Again, McManus’s writing flows BEAUTIFULLY, but some of the plotting and characters in this book seem like ideas, consciously placed, that don’t all fit together. Red herrings shoved in here and there that dangle loosely by the end. Events that you are led to think are related (and they should be because it’s a mystery, for crying out loud), then they aren’t, so you end up feeling a bit cheated. I was totally sucked into the build of the mystery, but once the reveals started happening, I felt disappointed.
As an example of some of the ‘ideas’ that seem stuck in but don’t quite fit, let me put forth the theme park near the small town the MC, Ellery, is visiting named, “Murderland,” then renamed “Fright Farm” after a murder actually happened on its property. So, I grew up in a small town and let me be clear: THERE ARE NO THEME PARKS IN SMALL TOWNS. In our small town, we had a couple of little restaurants and one movie theater, that played one movie, usually for an entire month at a time.

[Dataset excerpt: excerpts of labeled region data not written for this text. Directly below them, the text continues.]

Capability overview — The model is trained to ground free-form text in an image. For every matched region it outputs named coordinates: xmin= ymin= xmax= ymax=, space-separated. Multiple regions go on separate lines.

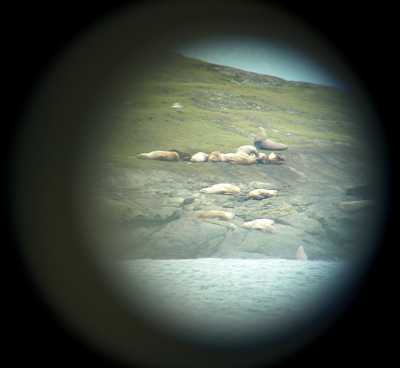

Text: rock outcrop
xmin=87 ymin=147 xmax=373 ymax=259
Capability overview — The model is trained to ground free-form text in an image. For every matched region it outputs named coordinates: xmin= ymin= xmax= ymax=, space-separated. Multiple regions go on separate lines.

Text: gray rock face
xmin=87 ymin=148 xmax=382 ymax=259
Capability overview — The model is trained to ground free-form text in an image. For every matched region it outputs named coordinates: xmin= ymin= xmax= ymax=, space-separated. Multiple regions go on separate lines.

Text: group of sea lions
xmin=197 ymin=183 xmax=279 ymax=234
xmin=197 ymin=183 xmax=308 ymax=260
xmin=138 ymin=127 xmax=288 ymax=165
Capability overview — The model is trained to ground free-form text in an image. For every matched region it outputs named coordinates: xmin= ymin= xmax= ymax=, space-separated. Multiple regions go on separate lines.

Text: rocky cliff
xmin=79 ymin=56 xmax=373 ymax=259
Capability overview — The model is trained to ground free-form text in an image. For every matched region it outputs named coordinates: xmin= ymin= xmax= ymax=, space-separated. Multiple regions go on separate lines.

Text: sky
xmin=175 ymin=37 xmax=343 ymax=88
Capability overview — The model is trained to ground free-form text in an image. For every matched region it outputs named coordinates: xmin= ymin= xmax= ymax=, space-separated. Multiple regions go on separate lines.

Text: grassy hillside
xmin=97 ymin=54 xmax=360 ymax=158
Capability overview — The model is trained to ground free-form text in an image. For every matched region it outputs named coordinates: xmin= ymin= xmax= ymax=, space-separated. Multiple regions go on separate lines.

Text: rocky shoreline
xmin=86 ymin=145 xmax=373 ymax=259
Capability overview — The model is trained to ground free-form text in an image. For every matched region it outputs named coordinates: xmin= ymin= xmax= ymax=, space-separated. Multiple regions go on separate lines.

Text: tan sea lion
xmin=197 ymin=210 xmax=235 ymax=220
xmin=222 ymin=153 xmax=257 ymax=165
xmin=242 ymin=219 xmax=276 ymax=234
xmin=208 ymin=151 xmax=224 ymax=162
xmin=257 ymin=152 xmax=268 ymax=165
xmin=246 ymin=189 xmax=279 ymax=199
xmin=339 ymin=199 xmax=374 ymax=213
xmin=268 ymin=152 xmax=285 ymax=165
xmin=190 ymin=152 xmax=210 ymax=162
xmin=170 ymin=148 xmax=192 ymax=161
xmin=138 ymin=151 xmax=180 ymax=161
xmin=296 ymin=245 xmax=308 ymax=260
xmin=254 ymin=127 xmax=288 ymax=151
xmin=200 ymin=183 xmax=240 ymax=194
xmin=236 ymin=144 xmax=258 ymax=156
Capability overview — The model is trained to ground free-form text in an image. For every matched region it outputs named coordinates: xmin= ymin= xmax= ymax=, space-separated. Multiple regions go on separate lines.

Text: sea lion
xmin=339 ymin=199 xmax=375 ymax=213
xmin=242 ymin=219 xmax=276 ymax=234
xmin=246 ymin=189 xmax=279 ymax=199
xmin=236 ymin=144 xmax=258 ymax=156
xmin=222 ymin=153 xmax=257 ymax=165
xmin=268 ymin=152 xmax=285 ymax=165
xmin=138 ymin=151 xmax=180 ymax=161
xmin=170 ymin=148 xmax=192 ymax=161
xmin=197 ymin=210 xmax=235 ymax=220
xmin=254 ymin=127 xmax=288 ymax=151
xmin=257 ymin=152 xmax=268 ymax=165
xmin=200 ymin=183 xmax=240 ymax=194
xmin=190 ymin=152 xmax=210 ymax=162
xmin=296 ymin=245 xmax=308 ymax=261
xmin=208 ymin=151 xmax=224 ymax=162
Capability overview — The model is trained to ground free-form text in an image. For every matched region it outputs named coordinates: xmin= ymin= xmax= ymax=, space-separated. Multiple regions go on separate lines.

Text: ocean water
xmin=108 ymin=258 xmax=354 ymax=345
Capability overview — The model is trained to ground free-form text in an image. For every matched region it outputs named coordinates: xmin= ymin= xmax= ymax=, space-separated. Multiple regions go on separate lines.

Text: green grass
xmin=99 ymin=55 xmax=359 ymax=157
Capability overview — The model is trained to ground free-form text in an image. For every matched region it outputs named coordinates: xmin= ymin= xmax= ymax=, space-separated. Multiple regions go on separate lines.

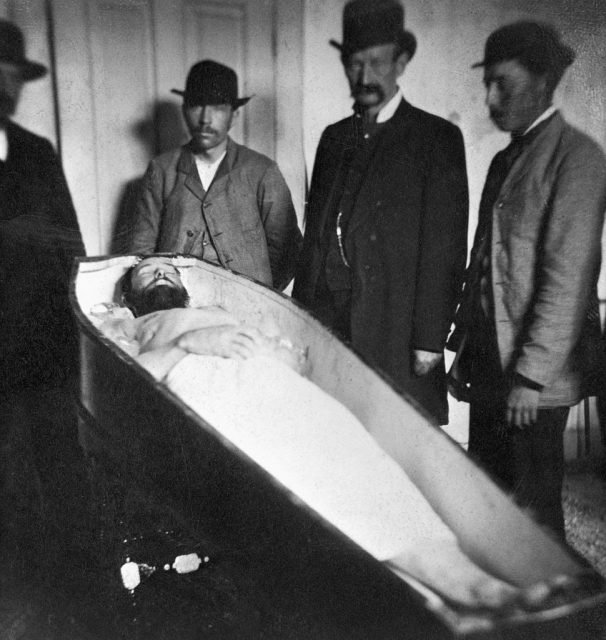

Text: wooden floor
xmin=0 ymin=396 xmax=606 ymax=640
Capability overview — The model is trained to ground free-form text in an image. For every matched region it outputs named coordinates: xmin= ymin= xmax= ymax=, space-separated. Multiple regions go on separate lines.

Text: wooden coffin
xmin=71 ymin=257 xmax=606 ymax=638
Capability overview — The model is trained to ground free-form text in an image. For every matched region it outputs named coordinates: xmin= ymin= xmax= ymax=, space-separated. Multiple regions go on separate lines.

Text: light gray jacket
xmin=130 ymin=139 xmax=301 ymax=289
xmin=451 ymin=113 xmax=606 ymax=407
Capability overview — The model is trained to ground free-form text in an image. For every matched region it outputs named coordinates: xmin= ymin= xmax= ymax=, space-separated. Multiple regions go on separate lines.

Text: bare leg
xmin=386 ymin=540 xmax=522 ymax=609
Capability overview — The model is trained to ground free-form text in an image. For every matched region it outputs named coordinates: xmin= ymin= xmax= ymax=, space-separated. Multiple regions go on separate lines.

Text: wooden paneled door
xmin=52 ymin=0 xmax=304 ymax=254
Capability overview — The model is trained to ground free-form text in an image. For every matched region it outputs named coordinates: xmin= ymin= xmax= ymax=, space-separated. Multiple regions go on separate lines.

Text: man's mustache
xmin=353 ymin=84 xmax=385 ymax=100
xmin=143 ymin=276 xmax=176 ymax=291
xmin=194 ymin=126 xmax=217 ymax=135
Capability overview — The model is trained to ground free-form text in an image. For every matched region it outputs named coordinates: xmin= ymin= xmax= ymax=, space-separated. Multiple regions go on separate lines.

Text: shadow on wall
xmin=110 ymin=101 xmax=185 ymax=254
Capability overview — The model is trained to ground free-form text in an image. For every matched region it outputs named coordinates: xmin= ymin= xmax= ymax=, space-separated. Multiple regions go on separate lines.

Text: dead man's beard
xmin=128 ymin=284 xmax=189 ymax=317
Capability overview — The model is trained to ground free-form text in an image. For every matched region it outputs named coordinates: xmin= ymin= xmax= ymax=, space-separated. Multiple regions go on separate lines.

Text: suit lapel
xmin=499 ymin=112 xmax=564 ymax=199
xmin=347 ymin=99 xmax=412 ymax=235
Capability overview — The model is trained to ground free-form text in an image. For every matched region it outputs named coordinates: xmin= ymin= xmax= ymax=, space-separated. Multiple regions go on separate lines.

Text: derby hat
xmin=472 ymin=20 xmax=575 ymax=75
xmin=329 ymin=0 xmax=417 ymax=58
xmin=0 ymin=20 xmax=47 ymax=81
xmin=172 ymin=60 xmax=250 ymax=109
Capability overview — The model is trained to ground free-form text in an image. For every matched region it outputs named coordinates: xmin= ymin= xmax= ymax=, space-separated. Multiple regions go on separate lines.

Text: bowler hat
xmin=0 ymin=20 xmax=47 ymax=81
xmin=172 ymin=60 xmax=250 ymax=109
xmin=473 ymin=20 xmax=575 ymax=75
xmin=329 ymin=0 xmax=417 ymax=58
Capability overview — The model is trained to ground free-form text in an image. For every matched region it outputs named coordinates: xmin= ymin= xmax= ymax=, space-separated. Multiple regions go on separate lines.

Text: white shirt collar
xmin=522 ymin=105 xmax=557 ymax=135
xmin=377 ymin=87 xmax=404 ymax=124
xmin=194 ymin=149 xmax=227 ymax=191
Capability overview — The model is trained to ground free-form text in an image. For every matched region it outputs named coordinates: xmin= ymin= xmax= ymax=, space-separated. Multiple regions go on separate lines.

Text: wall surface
xmin=303 ymin=0 xmax=606 ymax=441
xmin=304 ymin=0 xmax=606 ymax=250
xmin=0 ymin=0 xmax=606 ymax=444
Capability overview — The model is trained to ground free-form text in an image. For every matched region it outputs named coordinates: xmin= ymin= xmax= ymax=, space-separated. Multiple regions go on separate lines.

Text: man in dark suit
xmin=0 ymin=21 xmax=84 ymax=554
xmin=293 ymin=0 xmax=468 ymax=424
xmin=452 ymin=22 xmax=606 ymax=537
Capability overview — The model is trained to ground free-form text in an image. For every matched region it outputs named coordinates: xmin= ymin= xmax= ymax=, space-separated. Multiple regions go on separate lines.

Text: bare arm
xmin=136 ymin=325 xmax=260 ymax=380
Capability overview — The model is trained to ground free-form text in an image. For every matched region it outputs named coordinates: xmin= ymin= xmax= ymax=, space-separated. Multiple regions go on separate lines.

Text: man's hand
xmin=507 ymin=384 xmax=541 ymax=429
xmin=177 ymin=325 xmax=261 ymax=360
xmin=412 ymin=349 xmax=443 ymax=376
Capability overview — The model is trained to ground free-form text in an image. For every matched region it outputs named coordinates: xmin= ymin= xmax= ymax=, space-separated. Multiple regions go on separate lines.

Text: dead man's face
xmin=125 ymin=257 xmax=189 ymax=316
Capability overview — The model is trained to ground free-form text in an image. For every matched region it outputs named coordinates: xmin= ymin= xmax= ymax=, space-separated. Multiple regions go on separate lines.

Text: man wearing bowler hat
xmin=293 ymin=0 xmax=468 ymax=424
xmin=451 ymin=21 xmax=606 ymax=537
xmin=0 ymin=20 xmax=84 ymax=558
xmin=130 ymin=60 xmax=301 ymax=289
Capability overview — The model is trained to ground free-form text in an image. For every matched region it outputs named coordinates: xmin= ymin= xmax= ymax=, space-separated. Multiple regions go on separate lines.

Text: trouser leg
xmin=511 ymin=407 xmax=569 ymax=538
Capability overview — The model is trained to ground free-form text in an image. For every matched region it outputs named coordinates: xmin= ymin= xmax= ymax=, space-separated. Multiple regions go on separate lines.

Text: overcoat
xmin=449 ymin=113 xmax=606 ymax=407
xmin=293 ymin=100 xmax=468 ymax=424
xmin=0 ymin=123 xmax=84 ymax=396
xmin=130 ymin=138 xmax=301 ymax=289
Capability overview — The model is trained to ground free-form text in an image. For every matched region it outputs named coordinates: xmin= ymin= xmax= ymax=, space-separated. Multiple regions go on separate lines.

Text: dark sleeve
xmin=258 ymin=163 xmax=301 ymax=291
xmin=412 ymin=125 xmax=469 ymax=352
xmin=0 ymin=138 xmax=84 ymax=388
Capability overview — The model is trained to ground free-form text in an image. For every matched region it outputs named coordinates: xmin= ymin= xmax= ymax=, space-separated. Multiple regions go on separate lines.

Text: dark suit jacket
xmin=0 ymin=123 xmax=84 ymax=396
xmin=293 ymin=100 xmax=468 ymax=423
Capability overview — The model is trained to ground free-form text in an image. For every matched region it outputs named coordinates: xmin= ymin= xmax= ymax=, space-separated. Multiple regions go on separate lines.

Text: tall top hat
xmin=171 ymin=60 xmax=250 ymax=109
xmin=0 ymin=20 xmax=47 ymax=81
xmin=473 ymin=20 xmax=575 ymax=75
xmin=330 ymin=0 xmax=417 ymax=58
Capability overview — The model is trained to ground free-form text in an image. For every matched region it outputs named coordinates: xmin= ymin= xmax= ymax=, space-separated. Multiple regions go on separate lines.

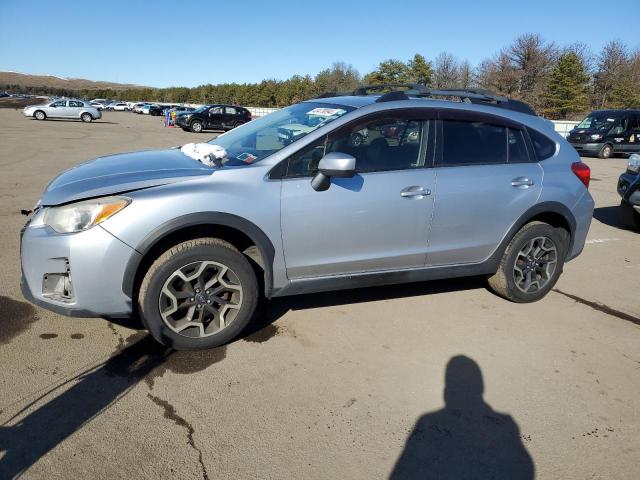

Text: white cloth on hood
xmin=180 ymin=143 xmax=227 ymax=167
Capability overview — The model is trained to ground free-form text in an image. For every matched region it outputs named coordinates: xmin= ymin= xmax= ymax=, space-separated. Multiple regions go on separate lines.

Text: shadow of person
xmin=390 ymin=356 xmax=534 ymax=480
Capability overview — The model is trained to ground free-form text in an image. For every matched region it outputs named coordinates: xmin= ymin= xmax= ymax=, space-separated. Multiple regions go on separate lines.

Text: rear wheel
xmin=138 ymin=238 xmax=258 ymax=350
xmin=598 ymin=143 xmax=613 ymax=158
xmin=191 ymin=120 xmax=202 ymax=133
xmin=489 ymin=222 xmax=567 ymax=303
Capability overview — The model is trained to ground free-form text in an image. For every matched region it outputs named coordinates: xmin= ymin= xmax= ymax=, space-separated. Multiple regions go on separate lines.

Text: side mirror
xmin=311 ymin=152 xmax=356 ymax=192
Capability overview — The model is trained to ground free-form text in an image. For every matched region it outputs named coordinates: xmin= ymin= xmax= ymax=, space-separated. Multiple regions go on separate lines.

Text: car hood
xmin=41 ymin=148 xmax=213 ymax=205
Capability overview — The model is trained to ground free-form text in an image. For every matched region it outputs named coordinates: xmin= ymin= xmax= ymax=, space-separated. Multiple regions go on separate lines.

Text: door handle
xmin=400 ymin=185 xmax=431 ymax=198
xmin=511 ymin=177 xmax=533 ymax=187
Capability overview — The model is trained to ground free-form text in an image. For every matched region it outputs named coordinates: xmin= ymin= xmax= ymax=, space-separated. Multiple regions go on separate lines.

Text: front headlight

We were bored out of our tiny minds. People cow tipped. People went to the little mall on the outskirts of town and walked around. People huffed paint. (So I’ve been told). Believe me, if there was a theme park in our town, or any of the small towns around us, we’d have been there every night, with or without paint thinner.
So to have a theme park in a small town that is spooky and scary and actually named ‘Murderland,’ I just couldn’t believe it. And, if you’re going to include that, you might as well fully use it, play it up and make it campy, right? But she didn’t do that, so I was left feeling a little confused.
If you haven’t read McManus yet, then I’d recommend One of Us is Lying instead. It’s still got some stereotypes and H.S. clichés, but the characters have some very interesting depth and complexity, and the plot and pacing is excellent. Plus, it had me on the edge of my seat until the very last page.